Re: do shell script without blocking?
Re: do shell script without blocking?
- Subject: Re: do shell script without blocking?
- From: Paul Berkowitz <email@hidden>
- Date: Wed, 16 Feb 2005 09:58:36 -0800
According to "Unix Power Tools" (O'Reilly), p. 756, the 2>&1 is used here by
bash and tcsh (but not csh) to mean "send standard error (file descriptor 2)
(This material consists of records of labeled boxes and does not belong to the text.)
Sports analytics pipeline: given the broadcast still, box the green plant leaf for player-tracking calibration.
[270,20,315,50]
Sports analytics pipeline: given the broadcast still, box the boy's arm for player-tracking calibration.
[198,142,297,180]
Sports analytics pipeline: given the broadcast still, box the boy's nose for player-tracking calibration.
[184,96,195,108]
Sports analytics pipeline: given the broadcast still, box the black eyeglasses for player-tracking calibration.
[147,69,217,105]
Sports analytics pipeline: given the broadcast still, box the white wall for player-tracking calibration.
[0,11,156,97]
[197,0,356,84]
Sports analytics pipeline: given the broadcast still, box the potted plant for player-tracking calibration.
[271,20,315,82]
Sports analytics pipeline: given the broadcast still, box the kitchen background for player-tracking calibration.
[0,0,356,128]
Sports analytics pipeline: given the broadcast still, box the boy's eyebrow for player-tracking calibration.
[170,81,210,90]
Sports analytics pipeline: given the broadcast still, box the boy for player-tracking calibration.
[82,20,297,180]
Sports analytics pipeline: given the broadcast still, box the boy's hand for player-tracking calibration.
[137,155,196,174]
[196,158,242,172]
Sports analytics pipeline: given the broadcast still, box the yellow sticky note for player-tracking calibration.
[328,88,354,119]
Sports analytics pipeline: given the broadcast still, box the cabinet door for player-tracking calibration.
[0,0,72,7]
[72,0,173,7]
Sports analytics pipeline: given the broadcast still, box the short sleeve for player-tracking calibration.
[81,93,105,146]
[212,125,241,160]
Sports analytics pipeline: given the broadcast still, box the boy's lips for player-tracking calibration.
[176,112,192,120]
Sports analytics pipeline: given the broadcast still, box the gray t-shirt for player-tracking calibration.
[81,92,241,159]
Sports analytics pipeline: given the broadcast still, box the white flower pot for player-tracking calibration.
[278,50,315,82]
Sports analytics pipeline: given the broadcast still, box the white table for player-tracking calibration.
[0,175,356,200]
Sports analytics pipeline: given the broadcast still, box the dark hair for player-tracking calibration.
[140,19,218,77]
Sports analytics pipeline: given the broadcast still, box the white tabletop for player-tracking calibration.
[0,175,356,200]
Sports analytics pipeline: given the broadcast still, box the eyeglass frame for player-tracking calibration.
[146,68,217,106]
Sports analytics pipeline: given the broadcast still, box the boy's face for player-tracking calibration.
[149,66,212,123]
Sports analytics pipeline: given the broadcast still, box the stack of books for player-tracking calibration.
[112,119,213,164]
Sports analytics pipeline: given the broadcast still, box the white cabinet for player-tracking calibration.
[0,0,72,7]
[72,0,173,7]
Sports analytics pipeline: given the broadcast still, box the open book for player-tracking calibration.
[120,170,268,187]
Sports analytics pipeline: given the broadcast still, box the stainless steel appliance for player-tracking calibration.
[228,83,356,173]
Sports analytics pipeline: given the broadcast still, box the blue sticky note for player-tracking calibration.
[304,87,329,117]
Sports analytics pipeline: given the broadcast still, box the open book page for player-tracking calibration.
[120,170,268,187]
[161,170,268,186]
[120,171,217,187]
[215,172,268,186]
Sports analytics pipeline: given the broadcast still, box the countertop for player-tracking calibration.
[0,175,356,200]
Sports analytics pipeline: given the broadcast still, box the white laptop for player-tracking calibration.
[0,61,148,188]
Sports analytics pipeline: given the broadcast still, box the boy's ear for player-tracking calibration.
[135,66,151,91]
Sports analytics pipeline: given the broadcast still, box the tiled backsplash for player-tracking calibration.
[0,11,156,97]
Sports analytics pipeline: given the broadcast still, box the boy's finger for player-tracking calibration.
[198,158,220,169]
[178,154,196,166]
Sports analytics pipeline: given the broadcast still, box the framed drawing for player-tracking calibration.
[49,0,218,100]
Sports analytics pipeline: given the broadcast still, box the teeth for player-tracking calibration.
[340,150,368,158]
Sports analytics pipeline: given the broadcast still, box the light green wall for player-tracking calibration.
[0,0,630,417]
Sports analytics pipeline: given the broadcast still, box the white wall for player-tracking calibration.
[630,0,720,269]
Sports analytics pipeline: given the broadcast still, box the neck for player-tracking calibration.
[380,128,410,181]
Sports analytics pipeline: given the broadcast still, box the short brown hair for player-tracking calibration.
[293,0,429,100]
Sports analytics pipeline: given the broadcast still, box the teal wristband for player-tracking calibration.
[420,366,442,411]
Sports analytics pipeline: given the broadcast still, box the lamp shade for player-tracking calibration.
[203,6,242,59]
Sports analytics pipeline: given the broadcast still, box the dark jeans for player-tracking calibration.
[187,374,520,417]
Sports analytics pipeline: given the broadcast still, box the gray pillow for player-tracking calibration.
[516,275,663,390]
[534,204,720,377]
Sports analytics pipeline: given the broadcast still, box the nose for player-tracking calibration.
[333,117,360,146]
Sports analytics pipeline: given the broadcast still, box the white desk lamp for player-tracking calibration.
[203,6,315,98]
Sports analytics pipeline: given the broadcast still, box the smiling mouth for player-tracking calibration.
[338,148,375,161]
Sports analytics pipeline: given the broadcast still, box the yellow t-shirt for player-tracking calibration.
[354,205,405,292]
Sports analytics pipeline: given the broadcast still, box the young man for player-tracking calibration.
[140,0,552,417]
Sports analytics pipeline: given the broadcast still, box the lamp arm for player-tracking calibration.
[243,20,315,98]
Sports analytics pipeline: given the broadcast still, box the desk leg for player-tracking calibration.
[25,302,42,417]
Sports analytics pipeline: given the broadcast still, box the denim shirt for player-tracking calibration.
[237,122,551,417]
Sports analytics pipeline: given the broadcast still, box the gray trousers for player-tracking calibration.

to the same place standard output (file descriptor 1) is going". I.e., it
relieves you from having to know or specify _where_ stdout is going. You
don't need to create a temporary file or anything else. Wherever stdout goes
(in this case, back to the script result) stderr will go too.
--
Paul Berkowitz
> From: Stephen Jonke <email@hidden>
> Date: Wed, 16 Feb 2005 11:43:19 -0500
> To: AppleScript <email@hidden>
> Subject: Re: do shell script without blocking?
>
> What does the & mean in that context? 2>&1 as opposed to 2>1?
>
> Steve
>
> On Feb 16, 2005, at 10:24 AM, Martin Orpen wrote:
>> 1 = stdout (output)
>> 2 = stderr (error)
>>
>> 2>&1 sends ouput 2 to the same destination as output 1
>>
>> You'll often see that 2 (and sometimes 1) is redirected to /dev/null
>> which
>> is also known as the bitbucket and means that you don't get bothered by
>> error messages littering your logs and script output.